Musculoskeletal manifestations are the most common extraintestinal manifestations in inflammatory bowel diseases. Some appendicular manifestations are independent of gut inflammation and are treated with standard anti-inflammatory strategies. On the other hand, axial involvement is linked to gut inflammatory activity; hence, there is a considerable amount of treatment overlap. Biological therapies have revolutionized management of inflammatory bowel diseases as well as of associated articular manifestations. Newer mechanisms driving gut associated arthropathy have surfaced in the past decade and have enhanced our interests in novel treatment targets. Introduction of biosimilar molecules is expected in the US market in the near future and will provide an opportunity for considerable cost savings on healthcare.
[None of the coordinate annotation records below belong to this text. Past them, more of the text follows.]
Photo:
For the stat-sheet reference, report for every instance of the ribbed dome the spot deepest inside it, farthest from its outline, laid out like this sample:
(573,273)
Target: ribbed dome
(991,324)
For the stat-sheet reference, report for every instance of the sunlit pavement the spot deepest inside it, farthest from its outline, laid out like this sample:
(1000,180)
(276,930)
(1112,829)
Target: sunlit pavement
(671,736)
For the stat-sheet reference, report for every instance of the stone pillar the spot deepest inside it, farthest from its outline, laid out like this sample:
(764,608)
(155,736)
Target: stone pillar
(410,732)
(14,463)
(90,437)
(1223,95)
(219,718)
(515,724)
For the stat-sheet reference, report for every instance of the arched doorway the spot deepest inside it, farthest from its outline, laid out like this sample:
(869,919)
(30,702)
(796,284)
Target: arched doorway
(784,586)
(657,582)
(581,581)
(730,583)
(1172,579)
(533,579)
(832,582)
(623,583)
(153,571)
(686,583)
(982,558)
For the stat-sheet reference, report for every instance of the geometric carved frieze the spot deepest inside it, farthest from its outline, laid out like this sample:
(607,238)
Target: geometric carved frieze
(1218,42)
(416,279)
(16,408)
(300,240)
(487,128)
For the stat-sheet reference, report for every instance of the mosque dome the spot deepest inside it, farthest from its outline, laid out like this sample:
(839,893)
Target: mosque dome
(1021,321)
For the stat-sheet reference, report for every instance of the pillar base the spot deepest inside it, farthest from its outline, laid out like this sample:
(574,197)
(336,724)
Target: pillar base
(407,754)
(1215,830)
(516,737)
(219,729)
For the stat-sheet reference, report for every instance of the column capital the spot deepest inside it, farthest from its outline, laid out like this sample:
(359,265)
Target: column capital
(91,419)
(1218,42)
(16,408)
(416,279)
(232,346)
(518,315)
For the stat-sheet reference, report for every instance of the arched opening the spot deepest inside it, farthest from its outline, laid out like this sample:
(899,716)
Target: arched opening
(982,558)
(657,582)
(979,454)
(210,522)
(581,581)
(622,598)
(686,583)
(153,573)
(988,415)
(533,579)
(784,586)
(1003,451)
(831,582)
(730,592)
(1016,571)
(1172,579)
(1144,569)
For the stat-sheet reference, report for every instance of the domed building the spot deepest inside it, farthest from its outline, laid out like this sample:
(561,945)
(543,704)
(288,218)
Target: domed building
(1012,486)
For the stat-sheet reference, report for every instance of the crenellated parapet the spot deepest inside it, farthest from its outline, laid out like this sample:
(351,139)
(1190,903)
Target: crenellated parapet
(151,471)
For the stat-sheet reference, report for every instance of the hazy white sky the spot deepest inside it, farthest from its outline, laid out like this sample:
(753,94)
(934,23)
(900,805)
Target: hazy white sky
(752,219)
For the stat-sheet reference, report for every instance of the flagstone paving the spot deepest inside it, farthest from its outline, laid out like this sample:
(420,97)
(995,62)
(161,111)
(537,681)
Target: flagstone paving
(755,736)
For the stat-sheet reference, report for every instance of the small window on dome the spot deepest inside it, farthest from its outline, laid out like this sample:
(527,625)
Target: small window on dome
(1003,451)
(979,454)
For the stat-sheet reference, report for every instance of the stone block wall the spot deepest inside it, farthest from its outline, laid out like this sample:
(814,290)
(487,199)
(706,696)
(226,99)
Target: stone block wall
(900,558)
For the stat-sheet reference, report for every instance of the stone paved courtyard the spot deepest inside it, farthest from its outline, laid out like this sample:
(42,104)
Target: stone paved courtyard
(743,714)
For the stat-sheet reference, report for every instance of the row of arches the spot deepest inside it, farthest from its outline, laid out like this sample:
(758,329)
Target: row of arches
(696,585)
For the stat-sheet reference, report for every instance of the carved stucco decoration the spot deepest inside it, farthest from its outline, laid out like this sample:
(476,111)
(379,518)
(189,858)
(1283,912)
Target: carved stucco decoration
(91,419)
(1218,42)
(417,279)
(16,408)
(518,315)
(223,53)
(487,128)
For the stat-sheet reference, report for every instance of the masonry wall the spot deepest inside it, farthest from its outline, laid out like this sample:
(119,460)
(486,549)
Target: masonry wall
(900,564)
A multidisciplinary approach involving a gastroenterologist, rheumatologist, and physical therapist is ideal for these patients.

Figure 1

Effects of NSAIDs and selective COX-2 inhibitors. Phospholipase A2 acts on the membrane phospholipids to yield arachidonic acid (AA). AA is metabolized by either cyclooxygenase (COX) or lipoxygenase (LOX) pathway. Two unique COX isoenzymes convert AA into prostaglandin endoperoxides. COX-1 is expressed constitutively in most cells, including GI mucosal cells. In contrast, COX-2 is expressed by inflammatory cells in response to a variety of stimuli including microbial products and cytokines. COX-1 generates prostanoids responsible for “housekeeping” function; they help with vasodilatation, preserving mucosal flow, and induction of platelet aggregation in response to vascular injury to prevent blood loss. COX-2 induction plays a part in leucocyte activation, adherence, and angiogenesis through effects on NFκB and IL8. Reactive oxygen species generated due to enzymatic activities of COX and LOX also stimulate NFκB and perpetuate the cycle. Inhibition of COX-2 prevents this inflammatory cascade and is responsible for clinical effects of NSAIDs and selective COX-2 inhibitors. NSAIDs, in addition, also block COX-1 pathway leading to mucosal injury, vasoconstriction, mucosal ischemia, and increased vascular permeability. NSAIDs may also lead to direct epithelial damage and mitochondrial uncoupling of oxidative phosphorylation. Dashed red line indicates enzymatic inhibition.

Figure 2

The mechanisms of action of various drugs on the gut-synovial axis. SSA and ATA agents restore increased permeability of the inflamed gut mucosa, thus preventing exposure of PAMPs (pathogen associated molecular patterns) and DAMPs (danger associated molecular patterns) to mucosal APCs. Moreover, SSA directly inhibits phagocytosis and intracellular processing of the ingested antigens, thus reducing MHC restricted presentation of processed peptides to naïve T cells, T cells activation, and subsequent release of inflammatory cytokines. ATA agents downregulate T cell clonal proliferation in gut and in synovium by inhibiting release of proinflammatory cytokines and promoting apoptosis of activated T cells. ATA agents also induce regulatory T cell phenotypes and directly neutralize soluble and membrane bound TNFα molecules. Antimetabolites (azathioprine, methotrexate, and leflunomide) inhibit pyrimidine synthesis, thus preventing clonal proliferation of activated T lymphocytes. Rituximab prevents secretion of antibodies directed against autoreactive antigens present in synovium by inhibiting B cells via CD20 antagonism. Ustekinumab directly inhibits IL12 and IL23 mediated Th1 and Th17 cell responses both in gut and in synovium. NSAIDs inhibit production of prostaglandins and mitigate local inflammation. Interaction between α4β7 integrin expressed on the surface of activated lymphocytes and MadCAM-1 expressed on high endothelial venules is inhibited by antibodies designed against integrin molecules—Natalizumab and vedolizumab (more gut specific). Most of these agents execute similar cellular and anti-inflammatory effects both in gut and in synovium, thus providing a significant treatment overlap. SSA: sulfasalazine, ATA: anti-TNFα, NSAIDs: nonsteroidal anti-inflammatory drugs, APCs: antigen presenting cells, MadCAM-1: mucosal addressin cell adhesion molecule-1, PG: prostaglandin, and LT: leukotriene.